Jane Marriott, British High Commissioner to Kenya

What is your earliest reading memory?

‘Pirates and Dragons’! This was a book series that is no longer available, colour-coded and you had to work your way through them, encountering the same characters with increasingly difficult language and complex tales. They had lots of pictures and great stories.

2020 will go down in history as the pandemic year, which book changed you the most?

Harvard Business Review does a series of books. It is a collection of key essays from the last 20 years. There was one on resilience which was a good 2020 read. Diane Coutu’s 2002 essay is still spotting. She said that for resilience, you need three characteristics: “a staunch acceptance of reality; a deep belief, often buttressed by strongly held values, that life is meaningful; and an uncanny ability to improvise.” That pretty much describes my personality and it was reassuring to see it written down.

Which book(s) are you obsessed with currently?

I’m a big fan of biographies and autobiographies: you can learn a lot without feeling as though you are learning. Wangari Maathai’s Unbowed, which I read in December, taught me a lot about the history of the Green Belt Movement. I’m currently working my way through Barack Obama’s autobiographies. I worked for the US Central Command and in the US State Department from 2008 to 2009 so I know some of the characters and policies personally. My boss, Richard C. Holbrooke, used to come back to the office and give us blow-by-blow accounts of his meetings with Obama on Afghanistan — some of which are replayed in Barack Obama’s autobiography. I enjoyed the first 100 pages of Michelle Obama’s Becoming when she was talking about the socio-economic dynamics of Chicago’s South Side but then felt she (understandably) censored the rest, from when she met her husband.

The knowledge industry has moved digital. Do you subscribe to any reading apps or you’ve stuck to traditional books?

I do have a Kindle but tend to use it for page-turning novels (I have a weakness for action-thrillers) that I don’t need to remember. I’m still a traditionalist at heart and enjoy feeling the heavyweight of a book in my hand. I would never write in a book but I do think a broken book spine is a sign it has been loved and devoured.
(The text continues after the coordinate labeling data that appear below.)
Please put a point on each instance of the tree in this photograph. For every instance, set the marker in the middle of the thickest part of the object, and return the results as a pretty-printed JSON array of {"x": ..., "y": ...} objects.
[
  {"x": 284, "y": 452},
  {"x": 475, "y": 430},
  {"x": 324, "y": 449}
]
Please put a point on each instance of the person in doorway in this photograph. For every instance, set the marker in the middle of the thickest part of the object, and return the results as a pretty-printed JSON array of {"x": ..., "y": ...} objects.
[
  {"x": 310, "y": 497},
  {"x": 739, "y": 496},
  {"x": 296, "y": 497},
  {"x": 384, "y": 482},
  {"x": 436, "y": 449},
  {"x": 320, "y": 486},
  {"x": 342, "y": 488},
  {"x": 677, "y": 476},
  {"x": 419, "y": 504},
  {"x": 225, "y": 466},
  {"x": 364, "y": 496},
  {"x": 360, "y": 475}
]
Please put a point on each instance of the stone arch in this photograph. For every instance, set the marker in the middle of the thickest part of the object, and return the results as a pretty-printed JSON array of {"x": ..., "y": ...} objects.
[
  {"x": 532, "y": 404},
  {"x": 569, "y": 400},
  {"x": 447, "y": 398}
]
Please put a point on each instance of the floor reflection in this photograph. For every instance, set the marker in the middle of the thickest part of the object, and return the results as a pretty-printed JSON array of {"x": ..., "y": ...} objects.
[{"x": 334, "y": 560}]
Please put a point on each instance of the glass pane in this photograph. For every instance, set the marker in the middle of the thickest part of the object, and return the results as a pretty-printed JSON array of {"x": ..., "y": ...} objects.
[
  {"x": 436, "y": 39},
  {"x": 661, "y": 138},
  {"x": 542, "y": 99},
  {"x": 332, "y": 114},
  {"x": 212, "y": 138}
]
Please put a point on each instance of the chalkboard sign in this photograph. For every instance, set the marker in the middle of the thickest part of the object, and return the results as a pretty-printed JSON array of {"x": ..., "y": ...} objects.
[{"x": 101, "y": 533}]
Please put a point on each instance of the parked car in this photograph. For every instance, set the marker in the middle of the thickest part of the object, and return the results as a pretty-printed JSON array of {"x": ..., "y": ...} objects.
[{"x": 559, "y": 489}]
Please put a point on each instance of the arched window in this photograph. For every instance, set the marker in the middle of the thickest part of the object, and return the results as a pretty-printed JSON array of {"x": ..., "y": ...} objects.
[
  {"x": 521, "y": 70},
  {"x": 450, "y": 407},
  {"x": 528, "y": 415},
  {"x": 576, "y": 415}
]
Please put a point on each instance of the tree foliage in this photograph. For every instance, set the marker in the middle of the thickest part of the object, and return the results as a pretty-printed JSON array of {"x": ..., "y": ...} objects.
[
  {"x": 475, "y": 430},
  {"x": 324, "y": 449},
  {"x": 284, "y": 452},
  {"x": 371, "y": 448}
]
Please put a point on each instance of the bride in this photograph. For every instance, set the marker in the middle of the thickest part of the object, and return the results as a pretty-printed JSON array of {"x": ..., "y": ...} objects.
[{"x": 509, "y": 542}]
It’s been said that readers are leaders. How can we create a thriving reading culture among the younger ones?

A love of reading is most effective when it starts young. Reading stories to children is a good, quality use of time. When you’re young, books need to capture your imagination. My mum would leave me in corner of somewhere (an event, my sister’s school, or at home) with a book and come back later. I’d still be there, engrossed in the book. Reading is fun, you are never alone if you are with a good book. They can fire your imagination. In my heart, I am still hanging out with dragons and pirates (the ‘good’ ones).

Which author or title speaks the most about your personality?

I have a (now not very) secret obsession with Anne Bronte. Her sisters — Charlotte (‘Jane Eyre’) and Emily (‘Wuthering Heights’) – get all the fame and attention but they are fundamentally writing about quite unhealthy and destructive relationships. Anne’s heroine stands on her own two feet, makes her own money, and has control over her own choices — quite a bold statement for a book written over 170 years ago.

How does reading help you keep up in the industry?

I sometimes get fed up with reading, too many hours spent on e-mails can kill one’s love of the written word. I’ll chase rabbit holes of news stories — especially ones about global politics and trends. These are vital for the job. But I made a conscious effort in November to read a book a month about nothing to do with work.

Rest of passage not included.